Why does 5-year-old in bad shape after crash with a Chiefs coach need a GoFundMe?
The family of the 5-year-old who is fighting for her life after a car crash involving Chiefs assistant coach Britt Reid responded to this tragedy as so many other Americans in this situation have been forced to do: They started a GoFundMe page to pay for little Ariel’s medical care and to replace the wages of her mother, who is a single parent.
Yes, the Chiefs should write this family a check without delay, and if head coach Andy Reid’s son was guilty of driving under the influence, his future in football is the least of his problems.
But for just a minute, let’s look beyond the individuals involved here.
This little girl’s loved ones have only had to resort to a GoFundMe because this country has fought universal insurance coverage as if it were a plague.
(Or wait, actually, we’ve fended off health care for all far more seriously than we have tried to kill COVID-19.)
And unlike all but a handful of other countries, all of them extremely poor, we have no nationally-mandated paid parental leave.
It’s great that so many strangers are pitching in to help Ariel, sending dollars and kind, heartfelt messages to her and her family.
But only in the wealthiest country in the world do so many have to count on charity to pay for medical care. Our bizarre insistence on freedom from the tyranny of easy access to the care that every one of us needs, and that most of the rest of the world has, is still making medical treatment considerably more expensive and less efficient than it is in other countries.

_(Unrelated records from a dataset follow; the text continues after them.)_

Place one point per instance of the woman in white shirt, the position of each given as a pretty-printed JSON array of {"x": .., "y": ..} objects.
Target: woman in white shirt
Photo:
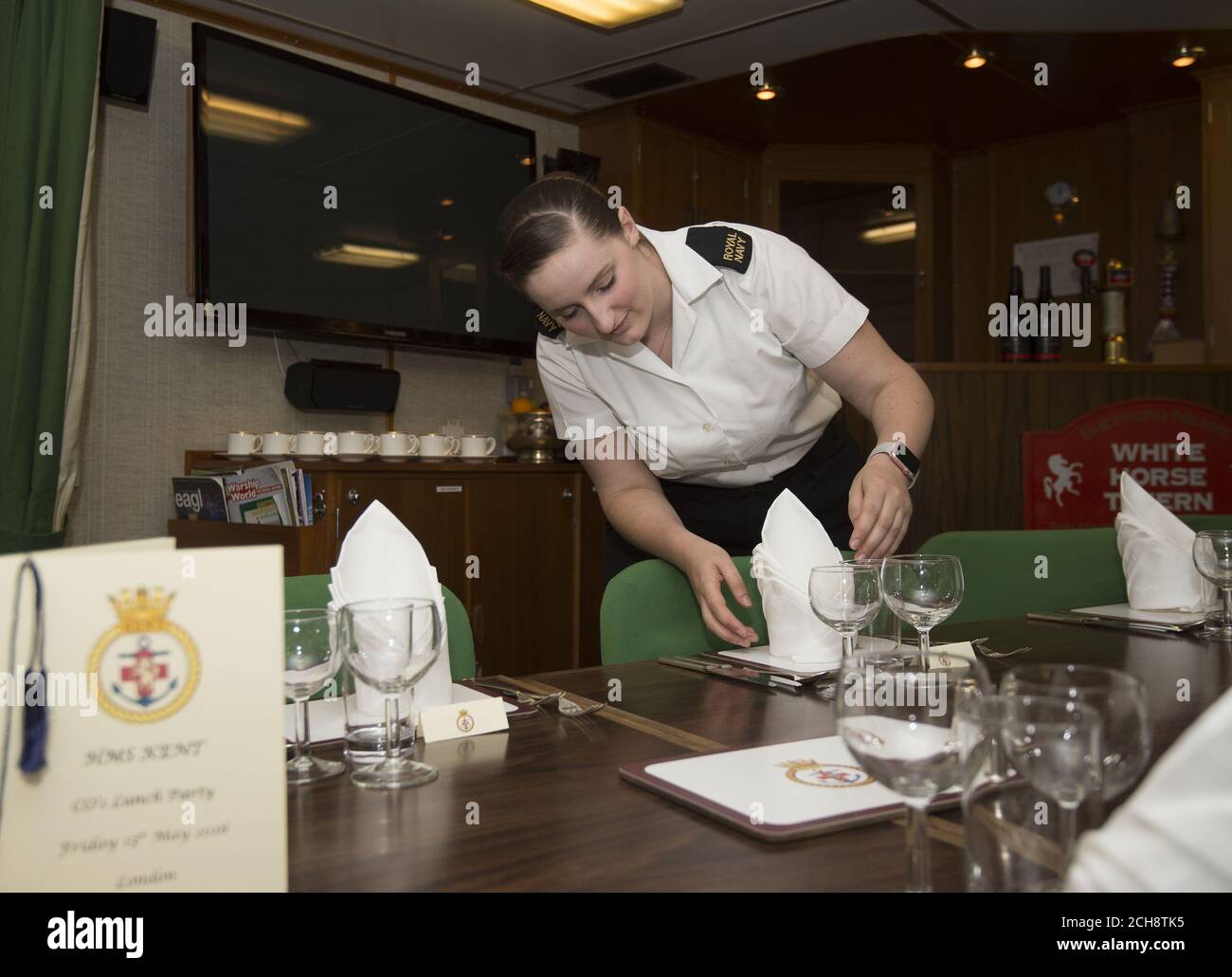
[{"x": 697, "y": 373}]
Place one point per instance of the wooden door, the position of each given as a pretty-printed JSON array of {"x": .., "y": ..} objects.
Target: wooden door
[
  {"x": 665, "y": 196},
  {"x": 434, "y": 509},
  {"x": 524, "y": 602},
  {"x": 722, "y": 186}
]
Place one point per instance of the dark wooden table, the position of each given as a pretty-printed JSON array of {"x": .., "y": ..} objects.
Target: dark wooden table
[{"x": 553, "y": 812}]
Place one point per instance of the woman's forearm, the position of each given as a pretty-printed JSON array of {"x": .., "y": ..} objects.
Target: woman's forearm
[
  {"x": 903, "y": 406},
  {"x": 645, "y": 519}
]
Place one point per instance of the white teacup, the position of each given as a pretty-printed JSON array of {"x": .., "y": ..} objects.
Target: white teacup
[
  {"x": 398, "y": 444},
  {"x": 242, "y": 443},
  {"x": 276, "y": 443},
  {"x": 438, "y": 446},
  {"x": 315, "y": 443},
  {"x": 356, "y": 443},
  {"x": 477, "y": 444}
]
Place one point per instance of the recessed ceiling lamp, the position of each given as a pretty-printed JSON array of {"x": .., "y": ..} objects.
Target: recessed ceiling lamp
[
  {"x": 610, "y": 12},
  {"x": 368, "y": 257},
  {"x": 976, "y": 57},
  {"x": 1187, "y": 56},
  {"x": 888, "y": 233}
]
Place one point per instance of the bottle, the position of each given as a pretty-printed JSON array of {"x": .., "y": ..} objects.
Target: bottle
[
  {"x": 1015, "y": 349},
  {"x": 1046, "y": 346}
]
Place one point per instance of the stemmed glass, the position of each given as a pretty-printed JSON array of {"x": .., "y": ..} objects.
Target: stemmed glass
[
  {"x": 1212, "y": 556},
  {"x": 311, "y": 660},
  {"x": 390, "y": 643},
  {"x": 1120, "y": 700},
  {"x": 1058, "y": 744},
  {"x": 845, "y": 596},
  {"x": 922, "y": 589},
  {"x": 898, "y": 721}
]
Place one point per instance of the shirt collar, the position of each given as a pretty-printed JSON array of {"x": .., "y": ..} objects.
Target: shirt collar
[{"x": 691, "y": 275}]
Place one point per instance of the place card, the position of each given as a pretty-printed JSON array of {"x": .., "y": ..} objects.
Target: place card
[
  {"x": 164, "y": 753},
  {"x": 457, "y": 719}
]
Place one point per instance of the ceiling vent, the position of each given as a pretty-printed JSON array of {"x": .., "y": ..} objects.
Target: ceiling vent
[{"x": 633, "y": 81}]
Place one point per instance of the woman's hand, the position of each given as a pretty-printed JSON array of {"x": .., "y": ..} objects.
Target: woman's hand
[
  {"x": 709, "y": 567},
  {"x": 879, "y": 508}
]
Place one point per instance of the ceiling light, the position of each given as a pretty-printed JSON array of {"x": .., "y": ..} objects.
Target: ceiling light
[
  {"x": 235, "y": 118},
  {"x": 610, "y": 12},
  {"x": 1187, "y": 56},
  {"x": 976, "y": 57},
  {"x": 368, "y": 255},
  {"x": 890, "y": 233}
]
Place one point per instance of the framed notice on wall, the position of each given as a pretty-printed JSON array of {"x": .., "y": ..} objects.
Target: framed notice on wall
[{"x": 1178, "y": 451}]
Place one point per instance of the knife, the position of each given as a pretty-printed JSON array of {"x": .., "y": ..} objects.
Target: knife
[
  {"x": 731, "y": 672},
  {"x": 1116, "y": 624}
]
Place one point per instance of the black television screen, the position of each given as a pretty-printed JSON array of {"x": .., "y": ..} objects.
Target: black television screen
[{"x": 340, "y": 208}]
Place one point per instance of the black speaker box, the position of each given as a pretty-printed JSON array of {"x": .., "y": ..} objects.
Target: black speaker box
[
  {"x": 331, "y": 385},
  {"x": 127, "y": 57}
]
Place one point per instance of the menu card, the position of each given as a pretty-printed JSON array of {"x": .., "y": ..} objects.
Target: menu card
[{"x": 164, "y": 754}]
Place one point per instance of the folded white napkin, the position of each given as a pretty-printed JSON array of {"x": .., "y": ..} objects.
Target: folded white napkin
[
  {"x": 382, "y": 558},
  {"x": 1157, "y": 553},
  {"x": 793, "y": 542},
  {"x": 1170, "y": 836}
]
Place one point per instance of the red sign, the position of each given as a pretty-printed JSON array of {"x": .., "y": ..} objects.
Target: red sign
[{"x": 1178, "y": 451}]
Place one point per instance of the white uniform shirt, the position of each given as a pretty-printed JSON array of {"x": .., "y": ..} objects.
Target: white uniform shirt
[{"x": 739, "y": 402}]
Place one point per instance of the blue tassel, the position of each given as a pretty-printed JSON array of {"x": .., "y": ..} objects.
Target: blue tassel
[{"x": 33, "y": 733}]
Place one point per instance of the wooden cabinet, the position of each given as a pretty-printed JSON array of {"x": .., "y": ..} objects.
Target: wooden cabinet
[
  {"x": 520, "y": 546},
  {"x": 670, "y": 177}
]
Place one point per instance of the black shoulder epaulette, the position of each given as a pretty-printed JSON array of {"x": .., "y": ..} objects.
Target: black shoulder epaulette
[
  {"x": 549, "y": 327},
  {"x": 723, "y": 246}
]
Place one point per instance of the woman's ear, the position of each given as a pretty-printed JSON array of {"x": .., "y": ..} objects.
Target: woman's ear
[{"x": 628, "y": 226}]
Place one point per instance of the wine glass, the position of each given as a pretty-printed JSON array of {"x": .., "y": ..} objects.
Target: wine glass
[
  {"x": 845, "y": 596},
  {"x": 390, "y": 643},
  {"x": 311, "y": 660},
  {"x": 922, "y": 589},
  {"x": 1212, "y": 556},
  {"x": 1058, "y": 744},
  {"x": 897, "y": 719},
  {"x": 1120, "y": 700}
]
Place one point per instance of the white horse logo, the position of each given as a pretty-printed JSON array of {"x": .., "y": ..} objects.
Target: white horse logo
[{"x": 1063, "y": 479}]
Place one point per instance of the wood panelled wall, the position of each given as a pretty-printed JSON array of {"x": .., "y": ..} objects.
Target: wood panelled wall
[
  {"x": 1122, "y": 172},
  {"x": 972, "y": 469}
]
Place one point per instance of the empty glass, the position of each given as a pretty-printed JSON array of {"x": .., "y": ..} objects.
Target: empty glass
[
  {"x": 845, "y": 596},
  {"x": 311, "y": 660},
  {"x": 1058, "y": 744},
  {"x": 390, "y": 644},
  {"x": 922, "y": 589},
  {"x": 898, "y": 721},
  {"x": 1212, "y": 556},
  {"x": 1117, "y": 697}
]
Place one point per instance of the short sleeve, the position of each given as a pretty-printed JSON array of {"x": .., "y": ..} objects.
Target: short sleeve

All of you who fought to hobble the Affordable Care Act, hoping to kill it rather than ever trying to improve it, have succeeded in keeping Ariel from the kind of coverage that she and everyone else deserves.
And if you’re really praying for Ariel’s mom, as many of you are, then send up a flare, too, for the paid parental leave that only Lesotho, Liberia, Papua New Guinea, Swaziland and the United States lack.
Not that it would have made a difference in this case, but there would without question be fewer alcohol-related accidents if Americans had better coverage for drug and alcohol treatment, too. In many places in this country, you can be on a waiting list for such treatment for years.
Ariel, who just turned 5, has swelling and bleeding in her brain and has to yet to regain consciousness. And what’s even worse is that we as a society have yet to become conscious that no family should ever have to put out a virtual tin cup to fund the recovery of a loved one.